En başta gelen konu ise “1971 Direnişi” diye ifade edilen eylem çizgisiydi. “Halkın Yolu”, “Halkın Kurtuluşu” ve “Halkın Birliği” grupları bu süreçte ortaya çıktılar.

THKP-C kökenli Militan Gençlik dergisi etrafından toplanan grup, Doğu Perinçek ve Aydınlık hareketinden en fazla etkilenen çevreydi. İlk sayısı Nisan 1976’da çıkan dergi, Aralık 1976’da “Halkın Yolu” adıyla yayınlanmaya başladı. Artık bu adla anılmaya başladılar.

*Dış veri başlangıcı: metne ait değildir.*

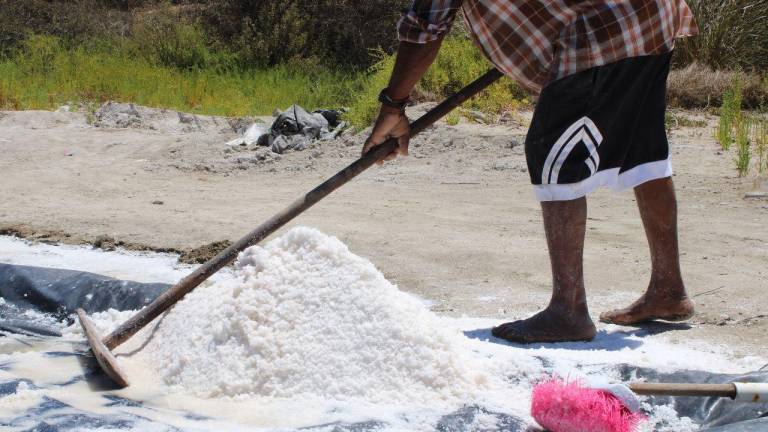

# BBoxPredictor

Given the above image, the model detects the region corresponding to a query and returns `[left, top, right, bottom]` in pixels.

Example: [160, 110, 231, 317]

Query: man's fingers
[362, 112, 409, 163]
[362, 139, 374, 156]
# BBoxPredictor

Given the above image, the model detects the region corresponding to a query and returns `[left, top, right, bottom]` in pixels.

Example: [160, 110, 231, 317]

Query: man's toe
[491, 321, 528, 343]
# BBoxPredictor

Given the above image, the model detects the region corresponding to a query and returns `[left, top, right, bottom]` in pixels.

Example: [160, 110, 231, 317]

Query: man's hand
[361, 39, 442, 163]
[361, 106, 410, 164]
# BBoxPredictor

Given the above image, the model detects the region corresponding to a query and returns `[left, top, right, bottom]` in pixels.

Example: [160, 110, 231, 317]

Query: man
[362, 0, 697, 343]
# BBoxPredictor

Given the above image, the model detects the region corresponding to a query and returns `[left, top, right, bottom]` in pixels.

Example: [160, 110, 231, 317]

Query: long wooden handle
[629, 382, 737, 398]
[101, 68, 505, 350]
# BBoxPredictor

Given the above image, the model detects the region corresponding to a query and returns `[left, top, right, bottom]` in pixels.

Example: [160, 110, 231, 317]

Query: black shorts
[525, 52, 673, 201]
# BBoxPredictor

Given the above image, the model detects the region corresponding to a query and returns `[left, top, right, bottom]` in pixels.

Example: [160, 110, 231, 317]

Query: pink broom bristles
[531, 377, 646, 432]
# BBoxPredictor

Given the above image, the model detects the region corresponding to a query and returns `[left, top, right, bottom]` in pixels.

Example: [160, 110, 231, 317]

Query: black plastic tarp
[0, 263, 168, 336]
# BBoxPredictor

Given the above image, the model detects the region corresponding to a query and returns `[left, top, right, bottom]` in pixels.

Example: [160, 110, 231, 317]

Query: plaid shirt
[399, 0, 697, 92]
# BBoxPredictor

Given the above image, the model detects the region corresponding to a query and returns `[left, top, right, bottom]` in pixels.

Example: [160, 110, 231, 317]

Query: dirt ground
[1, 105, 766, 359]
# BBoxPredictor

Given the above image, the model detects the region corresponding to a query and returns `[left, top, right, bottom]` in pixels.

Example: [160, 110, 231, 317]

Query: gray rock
[468, 110, 488, 124]
[93, 102, 142, 128]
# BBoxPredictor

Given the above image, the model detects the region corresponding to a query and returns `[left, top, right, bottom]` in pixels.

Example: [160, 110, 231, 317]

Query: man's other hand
[361, 107, 410, 164]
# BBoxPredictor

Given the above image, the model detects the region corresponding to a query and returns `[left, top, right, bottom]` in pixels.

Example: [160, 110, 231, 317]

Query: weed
[717, 77, 744, 150]
[445, 111, 460, 126]
[665, 112, 707, 132]
[754, 117, 768, 174]
[735, 116, 751, 176]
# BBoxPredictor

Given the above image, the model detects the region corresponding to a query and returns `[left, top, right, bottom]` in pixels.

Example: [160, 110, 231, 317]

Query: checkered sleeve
[398, 0, 464, 43]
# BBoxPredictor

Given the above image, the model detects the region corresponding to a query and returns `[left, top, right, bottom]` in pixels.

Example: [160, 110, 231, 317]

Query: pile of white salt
[136, 227, 489, 404]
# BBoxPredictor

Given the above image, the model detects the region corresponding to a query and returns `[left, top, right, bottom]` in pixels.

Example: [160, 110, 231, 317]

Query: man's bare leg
[600, 177, 694, 324]
[492, 197, 597, 343]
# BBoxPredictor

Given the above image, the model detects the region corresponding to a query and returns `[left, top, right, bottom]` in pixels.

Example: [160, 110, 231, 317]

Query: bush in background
[127, 6, 219, 70]
[667, 63, 767, 109]
[0, 0, 130, 56]
[674, 0, 768, 71]
[198, 0, 409, 69]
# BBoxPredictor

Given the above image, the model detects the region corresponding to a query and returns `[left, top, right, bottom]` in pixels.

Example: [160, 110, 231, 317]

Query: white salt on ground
[9, 231, 766, 431]
[139, 227, 490, 404]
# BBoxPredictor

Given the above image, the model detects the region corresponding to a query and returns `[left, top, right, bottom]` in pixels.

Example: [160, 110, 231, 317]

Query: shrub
[667, 63, 767, 109]
[674, 0, 768, 71]
[128, 7, 218, 70]
[199, 0, 409, 69]
[0, 0, 130, 56]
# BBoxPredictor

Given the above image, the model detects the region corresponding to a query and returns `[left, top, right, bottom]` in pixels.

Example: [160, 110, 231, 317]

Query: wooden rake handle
[101, 68, 505, 350]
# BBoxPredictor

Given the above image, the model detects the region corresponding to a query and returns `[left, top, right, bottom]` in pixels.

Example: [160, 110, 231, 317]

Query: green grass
[445, 111, 461, 126]
[345, 51, 396, 130]
[1, 35, 527, 128]
[0, 35, 360, 116]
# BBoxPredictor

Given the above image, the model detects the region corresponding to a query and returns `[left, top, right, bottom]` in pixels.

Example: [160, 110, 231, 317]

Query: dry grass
[667, 63, 767, 109]
[673, 0, 768, 70]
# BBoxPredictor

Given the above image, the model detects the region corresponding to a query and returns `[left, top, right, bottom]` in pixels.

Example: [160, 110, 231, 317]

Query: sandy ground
[0, 105, 766, 358]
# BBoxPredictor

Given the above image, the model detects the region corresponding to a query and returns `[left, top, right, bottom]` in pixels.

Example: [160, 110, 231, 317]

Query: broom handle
[101, 68, 505, 350]
[630, 382, 767, 402]
[630, 383, 736, 398]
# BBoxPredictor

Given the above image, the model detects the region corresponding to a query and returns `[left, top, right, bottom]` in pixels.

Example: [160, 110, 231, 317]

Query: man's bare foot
[599, 291, 694, 325]
[491, 307, 597, 344]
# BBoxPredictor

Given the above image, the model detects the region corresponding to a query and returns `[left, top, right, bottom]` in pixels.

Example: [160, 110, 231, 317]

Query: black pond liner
[1, 263, 766, 431]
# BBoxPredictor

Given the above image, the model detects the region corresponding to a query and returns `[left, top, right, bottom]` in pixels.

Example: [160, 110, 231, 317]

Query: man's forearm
[386, 40, 443, 101]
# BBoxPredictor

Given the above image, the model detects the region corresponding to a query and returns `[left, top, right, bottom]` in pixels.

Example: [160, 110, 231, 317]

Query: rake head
[76, 308, 130, 388]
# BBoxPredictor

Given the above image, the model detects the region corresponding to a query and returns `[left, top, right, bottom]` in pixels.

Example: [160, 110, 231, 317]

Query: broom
[531, 376, 768, 432]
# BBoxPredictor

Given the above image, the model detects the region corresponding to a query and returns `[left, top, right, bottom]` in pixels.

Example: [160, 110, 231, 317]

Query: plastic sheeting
[225, 105, 347, 154]
[0, 263, 766, 431]
[0, 263, 167, 336]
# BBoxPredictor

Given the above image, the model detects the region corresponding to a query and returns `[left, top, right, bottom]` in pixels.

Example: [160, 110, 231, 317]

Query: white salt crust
[140, 227, 489, 403]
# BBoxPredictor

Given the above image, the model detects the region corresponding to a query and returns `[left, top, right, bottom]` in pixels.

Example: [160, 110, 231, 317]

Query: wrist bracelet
[378, 88, 410, 112]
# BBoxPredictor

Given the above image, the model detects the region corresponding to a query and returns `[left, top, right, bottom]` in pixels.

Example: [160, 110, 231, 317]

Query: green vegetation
[1, 34, 525, 128]
[0, 36, 358, 116]
[735, 116, 751, 176]
[716, 78, 744, 150]
[0, 0, 766, 129]
[344, 53, 396, 130]
[714, 77, 768, 176]
[445, 111, 461, 126]
[755, 120, 768, 175]
[346, 36, 527, 129]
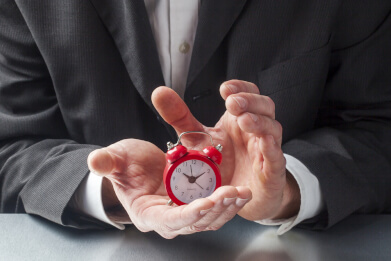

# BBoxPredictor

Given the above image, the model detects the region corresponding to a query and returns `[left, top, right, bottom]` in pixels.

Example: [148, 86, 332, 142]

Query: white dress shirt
[70, 0, 324, 235]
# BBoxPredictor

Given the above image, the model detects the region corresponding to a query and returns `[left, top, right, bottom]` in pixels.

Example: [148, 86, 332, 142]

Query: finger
[255, 135, 286, 195]
[87, 139, 166, 191]
[152, 86, 204, 134]
[133, 196, 214, 239]
[205, 186, 252, 231]
[178, 186, 239, 234]
[87, 148, 126, 176]
[237, 113, 283, 145]
[220, 80, 260, 100]
[163, 198, 214, 230]
[225, 93, 275, 119]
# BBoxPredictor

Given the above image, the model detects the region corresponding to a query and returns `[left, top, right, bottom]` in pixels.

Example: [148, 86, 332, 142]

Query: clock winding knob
[166, 144, 188, 163]
[203, 145, 223, 165]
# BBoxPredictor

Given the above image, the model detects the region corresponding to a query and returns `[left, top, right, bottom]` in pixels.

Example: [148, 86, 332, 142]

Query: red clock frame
[163, 150, 222, 206]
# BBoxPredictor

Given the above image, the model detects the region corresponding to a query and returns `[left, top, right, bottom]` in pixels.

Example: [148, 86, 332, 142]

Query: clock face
[169, 159, 217, 204]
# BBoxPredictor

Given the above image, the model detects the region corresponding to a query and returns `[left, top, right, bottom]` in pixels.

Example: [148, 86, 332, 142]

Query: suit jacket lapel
[187, 0, 248, 87]
[88, 0, 165, 108]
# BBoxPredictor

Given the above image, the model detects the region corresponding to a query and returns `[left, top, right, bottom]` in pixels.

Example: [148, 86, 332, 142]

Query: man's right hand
[87, 139, 251, 239]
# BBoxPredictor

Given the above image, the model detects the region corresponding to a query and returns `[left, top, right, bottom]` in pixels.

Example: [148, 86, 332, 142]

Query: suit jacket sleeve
[0, 1, 103, 228]
[282, 6, 391, 229]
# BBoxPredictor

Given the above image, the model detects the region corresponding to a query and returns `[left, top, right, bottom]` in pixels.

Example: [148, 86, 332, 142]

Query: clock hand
[182, 172, 199, 184]
[190, 165, 193, 176]
[195, 181, 204, 190]
[182, 173, 191, 180]
[194, 172, 205, 180]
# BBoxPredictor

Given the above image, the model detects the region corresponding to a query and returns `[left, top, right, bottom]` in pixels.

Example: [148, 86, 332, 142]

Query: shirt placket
[169, 0, 199, 98]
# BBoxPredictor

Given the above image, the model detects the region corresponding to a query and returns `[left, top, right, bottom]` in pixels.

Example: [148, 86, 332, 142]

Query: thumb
[254, 135, 286, 193]
[152, 86, 204, 134]
[87, 148, 126, 176]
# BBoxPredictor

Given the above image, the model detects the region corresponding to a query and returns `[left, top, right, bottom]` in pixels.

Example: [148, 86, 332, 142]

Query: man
[1, 1, 390, 239]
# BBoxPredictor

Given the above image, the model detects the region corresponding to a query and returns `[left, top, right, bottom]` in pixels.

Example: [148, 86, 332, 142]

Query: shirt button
[179, 42, 190, 54]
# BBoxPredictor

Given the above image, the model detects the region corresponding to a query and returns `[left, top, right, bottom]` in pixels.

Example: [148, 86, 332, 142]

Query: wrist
[101, 177, 122, 211]
[101, 177, 131, 224]
[272, 169, 301, 219]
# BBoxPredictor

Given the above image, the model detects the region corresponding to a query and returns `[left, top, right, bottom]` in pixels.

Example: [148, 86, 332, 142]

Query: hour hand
[182, 173, 191, 179]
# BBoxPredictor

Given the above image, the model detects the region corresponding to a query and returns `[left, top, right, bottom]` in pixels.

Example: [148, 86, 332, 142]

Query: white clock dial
[170, 159, 217, 204]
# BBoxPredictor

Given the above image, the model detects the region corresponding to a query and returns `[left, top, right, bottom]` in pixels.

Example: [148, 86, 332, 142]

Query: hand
[152, 80, 300, 221]
[88, 136, 251, 239]
[195, 172, 205, 179]
[182, 173, 192, 179]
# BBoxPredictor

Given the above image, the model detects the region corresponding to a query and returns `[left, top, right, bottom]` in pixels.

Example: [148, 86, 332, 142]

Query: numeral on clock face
[170, 159, 216, 204]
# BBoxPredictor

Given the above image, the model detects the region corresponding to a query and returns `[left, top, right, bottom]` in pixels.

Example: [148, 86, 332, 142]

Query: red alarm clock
[164, 131, 222, 206]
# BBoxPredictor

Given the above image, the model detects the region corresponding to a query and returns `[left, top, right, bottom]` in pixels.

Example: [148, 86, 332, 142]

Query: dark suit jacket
[1, 0, 390, 229]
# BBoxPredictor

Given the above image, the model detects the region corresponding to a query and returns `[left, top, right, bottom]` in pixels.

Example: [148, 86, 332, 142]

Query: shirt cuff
[255, 154, 324, 235]
[70, 172, 126, 230]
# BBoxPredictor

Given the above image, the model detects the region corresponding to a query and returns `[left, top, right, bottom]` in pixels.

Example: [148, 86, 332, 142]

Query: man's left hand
[152, 80, 300, 222]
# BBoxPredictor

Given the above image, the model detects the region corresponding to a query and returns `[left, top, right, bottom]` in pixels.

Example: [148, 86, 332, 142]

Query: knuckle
[265, 96, 275, 114]
[161, 223, 176, 233]
[245, 93, 256, 106]
[132, 222, 151, 233]
[221, 211, 235, 222]
[269, 148, 284, 163]
[248, 81, 260, 94]
[274, 121, 283, 136]
[206, 225, 222, 231]
[188, 224, 207, 233]
[223, 205, 240, 219]
[256, 115, 265, 129]
[159, 232, 177, 239]
[137, 226, 150, 233]
[281, 155, 287, 167]
[238, 80, 254, 93]
[277, 150, 285, 163]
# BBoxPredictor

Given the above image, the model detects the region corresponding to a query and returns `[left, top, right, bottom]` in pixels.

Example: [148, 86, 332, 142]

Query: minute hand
[194, 172, 205, 180]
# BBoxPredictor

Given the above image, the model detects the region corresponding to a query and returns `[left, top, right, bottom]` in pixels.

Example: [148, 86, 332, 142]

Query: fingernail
[232, 97, 247, 109]
[235, 198, 250, 207]
[223, 197, 236, 206]
[200, 208, 212, 216]
[249, 113, 258, 122]
[225, 84, 238, 94]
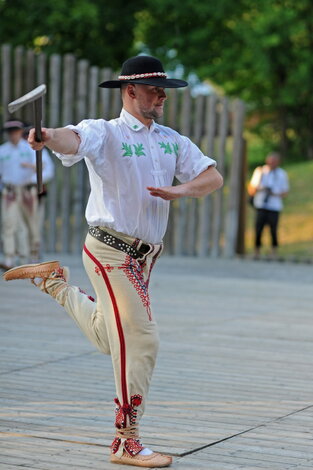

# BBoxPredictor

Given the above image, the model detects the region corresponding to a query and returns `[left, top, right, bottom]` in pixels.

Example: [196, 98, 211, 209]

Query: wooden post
[88, 66, 98, 118]
[60, 54, 76, 252]
[25, 49, 35, 123]
[99, 68, 112, 119]
[211, 97, 228, 257]
[47, 53, 61, 252]
[36, 53, 47, 121]
[13, 46, 24, 121]
[1, 44, 11, 124]
[224, 99, 245, 258]
[236, 138, 247, 255]
[186, 94, 204, 256]
[198, 93, 217, 257]
[73, 59, 89, 253]
[174, 88, 192, 255]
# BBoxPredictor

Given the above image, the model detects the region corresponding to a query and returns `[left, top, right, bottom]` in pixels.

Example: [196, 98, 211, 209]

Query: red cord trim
[83, 244, 129, 406]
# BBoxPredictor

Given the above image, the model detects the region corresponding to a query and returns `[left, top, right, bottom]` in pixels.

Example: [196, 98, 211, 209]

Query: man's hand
[28, 127, 52, 151]
[147, 185, 186, 201]
[20, 162, 36, 171]
[148, 167, 223, 201]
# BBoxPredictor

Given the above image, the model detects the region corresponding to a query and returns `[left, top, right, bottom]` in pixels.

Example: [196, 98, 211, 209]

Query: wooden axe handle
[33, 98, 43, 194]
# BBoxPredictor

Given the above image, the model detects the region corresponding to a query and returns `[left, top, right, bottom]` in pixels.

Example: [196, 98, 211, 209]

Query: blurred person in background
[0, 121, 54, 270]
[248, 152, 289, 260]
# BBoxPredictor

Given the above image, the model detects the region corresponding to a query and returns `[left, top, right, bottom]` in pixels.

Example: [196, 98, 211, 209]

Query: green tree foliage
[0, 0, 144, 70]
[135, 0, 313, 159]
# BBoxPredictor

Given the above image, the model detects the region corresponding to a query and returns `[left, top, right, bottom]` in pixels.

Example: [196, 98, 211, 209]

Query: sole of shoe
[2, 261, 60, 281]
[110, 453, 172, 468]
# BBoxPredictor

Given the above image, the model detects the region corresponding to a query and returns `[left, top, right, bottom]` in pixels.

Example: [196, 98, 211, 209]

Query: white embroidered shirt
[55, 109, 216, 244]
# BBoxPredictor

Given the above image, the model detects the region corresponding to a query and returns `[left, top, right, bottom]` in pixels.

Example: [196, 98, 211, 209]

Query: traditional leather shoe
[110, 450, 172, 468]
[2, 261, 60, 282]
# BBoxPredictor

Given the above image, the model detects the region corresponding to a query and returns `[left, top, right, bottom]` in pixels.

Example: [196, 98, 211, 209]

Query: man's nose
[159, 88, 167, 99]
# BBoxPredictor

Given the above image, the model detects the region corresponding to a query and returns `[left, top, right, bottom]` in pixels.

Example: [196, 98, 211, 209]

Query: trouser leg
[1, 187, 19, 264]
[255, 209, 267, 248]
[20, 186, 40, 260]
[268, 210, 280, 247]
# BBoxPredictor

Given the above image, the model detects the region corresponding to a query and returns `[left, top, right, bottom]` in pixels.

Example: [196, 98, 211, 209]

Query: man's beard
[140, 106, 163, 120]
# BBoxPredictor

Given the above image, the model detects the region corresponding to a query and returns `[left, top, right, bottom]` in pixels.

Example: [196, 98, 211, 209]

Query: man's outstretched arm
[28, 127, 81, 155]
[147, 166, 223, 201]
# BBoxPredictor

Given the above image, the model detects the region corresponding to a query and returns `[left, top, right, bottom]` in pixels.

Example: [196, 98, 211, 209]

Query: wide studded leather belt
[88, 226, 152, 260]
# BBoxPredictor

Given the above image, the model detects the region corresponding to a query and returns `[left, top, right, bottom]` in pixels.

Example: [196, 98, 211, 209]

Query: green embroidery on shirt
[133, 143, 146, 156]
[133, 125, 139, 129]
[172, 143, 179, 156]
[158, 142, 173, 154]
[122, 142, 133, 157]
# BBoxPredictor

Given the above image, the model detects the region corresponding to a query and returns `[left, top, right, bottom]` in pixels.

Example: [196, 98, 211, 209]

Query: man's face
[266, 155, 280, 169]
[132, 84, 167, 120]
[7, 129, 23, 145]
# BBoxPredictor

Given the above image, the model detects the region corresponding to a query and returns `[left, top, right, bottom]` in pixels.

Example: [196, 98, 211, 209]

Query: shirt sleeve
[250, 167, 263, 187]
[53, 119, 107, 167]
[175, 135, 216, 183]
[281, 170, 289, 192]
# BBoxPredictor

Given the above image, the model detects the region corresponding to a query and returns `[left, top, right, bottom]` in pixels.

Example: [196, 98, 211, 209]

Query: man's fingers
[28, 128, 46, 150]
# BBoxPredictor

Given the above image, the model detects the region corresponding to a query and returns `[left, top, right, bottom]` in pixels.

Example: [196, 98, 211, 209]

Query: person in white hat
[4, 56, 223, 468]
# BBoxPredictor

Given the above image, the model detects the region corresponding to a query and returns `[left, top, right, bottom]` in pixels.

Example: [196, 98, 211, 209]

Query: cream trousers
[48, 229, 163, 452]
[1, 185, 40, 260]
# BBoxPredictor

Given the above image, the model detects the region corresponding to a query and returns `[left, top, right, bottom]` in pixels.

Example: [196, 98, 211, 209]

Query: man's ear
[127, 84, 136, 99]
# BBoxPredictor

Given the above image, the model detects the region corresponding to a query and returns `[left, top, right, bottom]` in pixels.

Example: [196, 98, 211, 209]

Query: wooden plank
[48, 54, 61, 128]
[1, 44, 11, 124]
[36, 53, 47, 123]
[61, 54, 75, 126]
[60, 54, 76, 253]
[73, 59, 89, 253]
[197, 94, 217, 256]
[224, 99, 245, 258]
[13, 46, 24, 121]
[47, 53, 61, 252]
[173, 88, 192, 255]
[211, 97, 229, 257]
[99, 67, 112, 119]
[166, 88, 178, 131]
[88, 66, 98, 119]
[25, 49, 35, 124]
[186, 95, 204, 256]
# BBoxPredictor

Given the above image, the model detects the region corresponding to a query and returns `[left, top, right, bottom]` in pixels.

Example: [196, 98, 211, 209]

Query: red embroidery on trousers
[118, 247, 162, 321]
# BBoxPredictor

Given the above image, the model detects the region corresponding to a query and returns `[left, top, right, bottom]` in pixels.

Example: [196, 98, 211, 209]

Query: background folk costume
[3, 56, 221, 468]
[0, 121, 54, 269]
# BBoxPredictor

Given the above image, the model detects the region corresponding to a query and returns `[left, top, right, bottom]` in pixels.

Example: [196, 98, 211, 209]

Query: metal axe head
[8, 84, 46, 114]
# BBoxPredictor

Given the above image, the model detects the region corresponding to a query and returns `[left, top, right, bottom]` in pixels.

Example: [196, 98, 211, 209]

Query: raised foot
[2, 261, 60, 282]
[111, 451, 172, 468]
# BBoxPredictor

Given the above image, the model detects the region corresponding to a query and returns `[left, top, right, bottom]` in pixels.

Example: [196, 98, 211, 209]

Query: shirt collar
[120, 108, 160, 133]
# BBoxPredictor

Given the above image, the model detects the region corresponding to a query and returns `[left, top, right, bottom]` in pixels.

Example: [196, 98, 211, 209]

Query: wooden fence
[0, 44, 246, 257]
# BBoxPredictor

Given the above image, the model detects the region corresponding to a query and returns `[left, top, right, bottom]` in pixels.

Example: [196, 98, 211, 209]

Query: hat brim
[2, 126, 24, 132]
[99, 77, 188, 89]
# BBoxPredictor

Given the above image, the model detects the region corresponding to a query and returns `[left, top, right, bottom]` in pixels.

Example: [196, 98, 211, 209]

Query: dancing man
[4, 55, 223, 468]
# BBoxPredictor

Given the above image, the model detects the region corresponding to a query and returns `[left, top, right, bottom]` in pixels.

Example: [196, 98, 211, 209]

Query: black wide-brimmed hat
[99, 55, 188, 89]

TÜRKİYE SOSYALİST HAREKETİNDE BİR İLK

Halkın Yolu grubu, Aydınlık’ın yoğun ideolojik-siyasi mücadelesi ile THKP-C çizgisinden koptu. Sosyal-emperyalizm ve Üç Dünya Teorisi gibi temel konularda, Aydınlık rotasına girdi. 1978 yılı sonlarına doğru grubun tamamı Aydınlık hareketine katıldı. Sırf Aydınlık’a karşı barikat olarak oluşturulan “üçlü blok” dağıldı.

“Halkın Yolu” oldukça geniş bir kitleyi etkiliyordu. Bu büyük katılım, Aydınlık hareketi için bir dönüm noktası oldu. Türkiye sosyalist hareketi tarihinde bir ilktir. İstanbul’da ve Anadolu’nun her yerinde binlerce genç devrimci Aydınlık saflarına katıldılar.

Sadece “Halkın Yolu”ndan değil, “Halkın Kurtuluşu” ve “Halkın Birliği” gibi gruplardan da önemli katılımlar oldu. Arkası da geliyordu, ama malum merkezlerden yapılan müdahalelerle süreç engellendi.

AYDINLIKÇILARLA TANIŞMA VE HALİÇ HALK BİRLİĞİ

- Siz Vatan Partililer o zaman genel olarak anılan adlarıyla Aydınlıkçılarla nasıl tanıştınız?

Şimdi ona geliyorum. Yakın mücadele arkadaşım Hasan Erkılıç ile birlikte bütün bu sürecin tanığı olduk. 1975 sonlarına kadar Aydınlıkçıların kurduğu Haliç Halk Birliği Derneği’nde, Haziran 1978’e kadar ise tutuklu olarak Niğde Cezaevi’nde.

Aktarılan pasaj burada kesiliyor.